— Ai! Que diz?
— Não me declarou já o que receava da parte do seu namorado Jacob? Se se rouba um florim, porque se não roubarão cem mil?
— Descanse, descanse, que eu andarei vigilante.
— Se ela desabrochasse enquanto a menina está aqui?
— Bem capaz disso é aquela caprichosa! — replicou a jovem.
— Se a achasse aberta quando entrasse no seu quarto?
— E se assim fosse?
— Ah! Rosa, apenas ela abra, lembre-se de que não há um momento a perder para prevenir o presidente.
— E preveni-lo também a si. Sim, compreendo.
Rosa suspirou, mas sem desgosto, como uma mulher que começa a conhecer uma fraqueza no homem a quem ama, se não é que principia a habituar-se a ela.
— Volto para o pé da tulipa, sr. Van Baerle — disse a jovem; — apenas esteja aberta, virei preveni-lo; e depois disso o mensageiro partirá logo.
— Rosa, Rosa, realmente não sei a que maravilha do céu ou da terra possa compará-la.
— Compare-me à tulipa negra, e afirmo-lhe que ficarei bem lisonjeada com isso. Agora adeus, até outra vez, sr. Cornélio.
— Oh! Diga: Até outra vez, meu querido.
— Pois sim, até outra vez, meu querido — disse Rosa, um pouco consolada.
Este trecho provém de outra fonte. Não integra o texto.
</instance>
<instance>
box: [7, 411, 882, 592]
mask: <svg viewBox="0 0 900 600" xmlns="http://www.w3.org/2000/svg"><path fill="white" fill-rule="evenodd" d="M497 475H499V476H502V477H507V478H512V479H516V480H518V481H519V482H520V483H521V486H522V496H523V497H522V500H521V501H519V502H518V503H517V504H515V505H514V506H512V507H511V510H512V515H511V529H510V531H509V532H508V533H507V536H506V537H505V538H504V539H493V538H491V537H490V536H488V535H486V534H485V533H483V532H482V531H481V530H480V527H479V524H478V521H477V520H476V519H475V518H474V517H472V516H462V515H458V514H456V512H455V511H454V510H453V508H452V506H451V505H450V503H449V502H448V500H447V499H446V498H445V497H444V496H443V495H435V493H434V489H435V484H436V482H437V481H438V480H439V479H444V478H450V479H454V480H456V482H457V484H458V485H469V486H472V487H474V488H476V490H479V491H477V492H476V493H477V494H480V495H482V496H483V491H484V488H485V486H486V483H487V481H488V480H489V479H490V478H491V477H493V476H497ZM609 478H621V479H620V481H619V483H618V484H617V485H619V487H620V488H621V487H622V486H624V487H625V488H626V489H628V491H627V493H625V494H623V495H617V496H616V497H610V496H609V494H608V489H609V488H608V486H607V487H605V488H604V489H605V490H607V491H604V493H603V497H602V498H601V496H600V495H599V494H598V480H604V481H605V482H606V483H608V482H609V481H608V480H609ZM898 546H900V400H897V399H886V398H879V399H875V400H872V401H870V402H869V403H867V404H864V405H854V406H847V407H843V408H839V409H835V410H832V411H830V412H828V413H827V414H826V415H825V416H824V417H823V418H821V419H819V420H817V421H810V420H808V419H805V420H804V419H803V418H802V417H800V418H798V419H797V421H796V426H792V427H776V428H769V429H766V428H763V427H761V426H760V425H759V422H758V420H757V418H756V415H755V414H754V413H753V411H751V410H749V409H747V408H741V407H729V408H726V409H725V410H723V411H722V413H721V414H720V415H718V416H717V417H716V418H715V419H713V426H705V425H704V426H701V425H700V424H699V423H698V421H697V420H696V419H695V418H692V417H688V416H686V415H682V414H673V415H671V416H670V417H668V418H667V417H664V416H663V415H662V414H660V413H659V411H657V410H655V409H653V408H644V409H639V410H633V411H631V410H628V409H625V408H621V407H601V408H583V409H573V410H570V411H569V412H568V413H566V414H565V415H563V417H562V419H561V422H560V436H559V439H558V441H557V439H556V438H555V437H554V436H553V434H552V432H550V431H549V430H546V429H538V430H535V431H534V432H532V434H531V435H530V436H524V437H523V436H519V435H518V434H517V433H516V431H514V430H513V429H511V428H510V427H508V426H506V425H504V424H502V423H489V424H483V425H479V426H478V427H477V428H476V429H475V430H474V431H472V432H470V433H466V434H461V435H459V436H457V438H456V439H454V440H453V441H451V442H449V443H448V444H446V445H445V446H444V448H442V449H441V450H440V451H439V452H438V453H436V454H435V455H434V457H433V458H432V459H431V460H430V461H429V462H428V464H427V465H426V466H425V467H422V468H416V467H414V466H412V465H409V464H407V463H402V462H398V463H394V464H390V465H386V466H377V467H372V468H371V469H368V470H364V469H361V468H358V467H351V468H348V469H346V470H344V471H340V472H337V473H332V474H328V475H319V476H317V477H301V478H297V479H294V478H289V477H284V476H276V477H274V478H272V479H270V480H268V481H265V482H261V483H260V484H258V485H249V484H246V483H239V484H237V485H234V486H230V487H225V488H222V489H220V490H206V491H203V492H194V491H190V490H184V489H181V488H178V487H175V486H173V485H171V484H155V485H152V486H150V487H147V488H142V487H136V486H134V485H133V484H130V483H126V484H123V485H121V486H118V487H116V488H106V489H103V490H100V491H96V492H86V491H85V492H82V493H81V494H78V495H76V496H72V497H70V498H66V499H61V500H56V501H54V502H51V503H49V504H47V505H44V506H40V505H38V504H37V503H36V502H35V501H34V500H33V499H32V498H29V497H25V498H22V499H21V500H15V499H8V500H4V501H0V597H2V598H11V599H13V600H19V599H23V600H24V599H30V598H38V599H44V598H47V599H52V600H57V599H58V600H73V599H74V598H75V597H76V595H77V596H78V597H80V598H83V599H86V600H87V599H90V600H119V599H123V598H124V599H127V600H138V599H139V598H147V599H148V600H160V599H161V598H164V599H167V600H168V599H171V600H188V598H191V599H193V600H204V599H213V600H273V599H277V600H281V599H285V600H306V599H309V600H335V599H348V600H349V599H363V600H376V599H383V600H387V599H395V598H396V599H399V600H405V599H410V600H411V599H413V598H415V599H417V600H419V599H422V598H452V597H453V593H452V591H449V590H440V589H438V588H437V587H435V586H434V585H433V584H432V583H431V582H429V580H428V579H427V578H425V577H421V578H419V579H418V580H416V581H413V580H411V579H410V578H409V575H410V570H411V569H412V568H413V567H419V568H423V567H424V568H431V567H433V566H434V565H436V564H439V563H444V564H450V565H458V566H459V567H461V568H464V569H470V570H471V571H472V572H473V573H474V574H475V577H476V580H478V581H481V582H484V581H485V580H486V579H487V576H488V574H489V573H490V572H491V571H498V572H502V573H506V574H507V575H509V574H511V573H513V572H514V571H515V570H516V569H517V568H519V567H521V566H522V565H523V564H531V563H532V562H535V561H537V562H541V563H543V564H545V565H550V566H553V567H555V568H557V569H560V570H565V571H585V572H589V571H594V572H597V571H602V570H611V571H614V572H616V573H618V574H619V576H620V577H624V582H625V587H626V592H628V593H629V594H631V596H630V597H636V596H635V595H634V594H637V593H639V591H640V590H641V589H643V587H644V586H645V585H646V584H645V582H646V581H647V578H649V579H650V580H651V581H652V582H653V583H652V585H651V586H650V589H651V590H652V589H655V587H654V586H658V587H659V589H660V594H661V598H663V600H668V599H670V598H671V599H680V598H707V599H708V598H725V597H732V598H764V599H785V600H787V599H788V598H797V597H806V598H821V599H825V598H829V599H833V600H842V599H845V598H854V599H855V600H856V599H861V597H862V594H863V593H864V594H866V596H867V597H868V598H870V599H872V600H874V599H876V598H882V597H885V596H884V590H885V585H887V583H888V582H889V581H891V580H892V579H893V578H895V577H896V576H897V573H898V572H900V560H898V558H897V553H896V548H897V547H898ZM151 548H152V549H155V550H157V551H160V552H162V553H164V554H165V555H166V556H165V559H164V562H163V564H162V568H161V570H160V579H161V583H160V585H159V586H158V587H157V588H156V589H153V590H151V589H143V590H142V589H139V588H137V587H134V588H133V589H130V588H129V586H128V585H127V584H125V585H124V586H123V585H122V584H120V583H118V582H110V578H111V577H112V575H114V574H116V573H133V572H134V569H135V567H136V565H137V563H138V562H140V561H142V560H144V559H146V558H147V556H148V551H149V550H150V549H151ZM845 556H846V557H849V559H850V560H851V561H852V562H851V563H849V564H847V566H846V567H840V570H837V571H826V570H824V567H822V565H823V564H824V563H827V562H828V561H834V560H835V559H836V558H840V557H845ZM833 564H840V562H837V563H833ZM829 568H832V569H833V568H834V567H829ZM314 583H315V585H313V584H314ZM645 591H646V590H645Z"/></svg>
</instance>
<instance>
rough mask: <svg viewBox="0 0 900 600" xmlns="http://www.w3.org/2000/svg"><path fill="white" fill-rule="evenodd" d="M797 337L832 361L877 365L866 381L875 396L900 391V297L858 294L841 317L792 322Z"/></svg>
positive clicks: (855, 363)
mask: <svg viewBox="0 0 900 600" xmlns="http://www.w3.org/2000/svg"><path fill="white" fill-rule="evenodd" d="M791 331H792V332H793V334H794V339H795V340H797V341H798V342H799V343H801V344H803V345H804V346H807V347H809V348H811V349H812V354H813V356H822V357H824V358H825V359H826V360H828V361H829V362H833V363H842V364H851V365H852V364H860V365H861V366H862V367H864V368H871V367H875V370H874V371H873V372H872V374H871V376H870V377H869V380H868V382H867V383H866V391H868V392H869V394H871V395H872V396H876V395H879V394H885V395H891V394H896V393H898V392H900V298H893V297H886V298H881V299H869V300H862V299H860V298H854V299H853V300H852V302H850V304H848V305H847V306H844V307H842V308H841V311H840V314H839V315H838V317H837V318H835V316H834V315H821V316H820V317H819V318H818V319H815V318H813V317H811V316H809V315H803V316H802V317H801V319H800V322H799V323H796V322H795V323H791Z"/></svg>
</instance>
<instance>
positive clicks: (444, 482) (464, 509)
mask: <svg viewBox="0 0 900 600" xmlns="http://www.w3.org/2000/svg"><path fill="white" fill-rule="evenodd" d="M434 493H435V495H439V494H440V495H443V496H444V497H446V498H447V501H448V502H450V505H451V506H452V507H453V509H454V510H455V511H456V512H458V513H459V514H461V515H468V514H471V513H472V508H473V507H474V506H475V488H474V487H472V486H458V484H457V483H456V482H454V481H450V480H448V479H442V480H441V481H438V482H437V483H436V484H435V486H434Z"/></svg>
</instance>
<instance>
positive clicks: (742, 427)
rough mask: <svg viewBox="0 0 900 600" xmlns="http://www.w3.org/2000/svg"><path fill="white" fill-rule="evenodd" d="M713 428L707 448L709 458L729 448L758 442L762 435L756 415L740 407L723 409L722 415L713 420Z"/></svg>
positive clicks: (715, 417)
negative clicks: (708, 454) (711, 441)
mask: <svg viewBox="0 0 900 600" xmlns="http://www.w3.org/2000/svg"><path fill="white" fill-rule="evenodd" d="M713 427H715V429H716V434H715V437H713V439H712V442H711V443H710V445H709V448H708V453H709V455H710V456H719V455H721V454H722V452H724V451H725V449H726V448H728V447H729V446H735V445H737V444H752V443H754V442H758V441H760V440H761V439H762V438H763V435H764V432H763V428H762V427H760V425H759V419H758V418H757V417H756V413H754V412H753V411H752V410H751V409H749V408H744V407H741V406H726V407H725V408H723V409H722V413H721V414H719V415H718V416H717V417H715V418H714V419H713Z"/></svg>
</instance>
— Diga: Meu amigo muito amado.
— Oh! Meu amigo...
— Muito amado, Rosa, suplico-lhe que diga muito amado, muito amado, não é assim?
— Sim, muito amado, muito amado — disse Rosa, palpitando, ébria, louca de alegria.
— Então, Rosa, uma vez que disse muito amado, diga também muito feliz, como nunca homem algum foi tão feliz e abençoado no mundo. Só me falta uma coisa, Rosa.
— O que é?
— A sua face, a sua face fresca, rosada e aveludada, Rosa! Mas voluntariamente, não assim às furtadelas, nem por acaso, Rosa. Ah!
O preso acabou a sua súplica com um suspiro, pois acabava de encontrar os lábios da jovem, não por acaso, não a furto, como cem anos mais tarde Saint-Preux devia encontrar os lábios de Júlia.
Rosa fugiu.
Cornélio ficou com a alma suspensa nos lábios e o rosto colado à grade do postigo.
E como a alegria e a felicidade o sufocassem, abriu a janela e contemplou por largo tempo, com o coração nadando em júbilo, o azul escuro do céu, a lua que prateava o duplo rio, que corria pela lado de lá das colinas. Encheu os pulmões de ar puro e salubre, o espírito de ideias agradáveis, a alma de reconhecimento e de admiração religiosa.
— Oh! Estais com efeito lá no alto, meu Deus! — exclamou ele, meio prostrado, com os olhos ardentemente cravados nas estrelas; — perdoai-me pois o ter quase duvidado de vós, estes últimos dias; como vos ocultáveis por detrás das vossas nuvens, deixei por um instante de vos ver, Deus Bom, Deus Eterno, Deus Misericordioso! Mas hoje! Mas esta tarde, mas esta noite, oh! vejo-vos todo inteiro no espelho dos vossos céus, e sobretudo no espelho do meu coração.
Estava curado o pobre enfermo, estava livre o inditoso preso!
Durante uma parte da noite Cornélio ficou suspenso das grades da janela, com o ouvido à escuta, concentrando os seus cinco sentidos num só, ou antes em dois: na vista e no ouvido.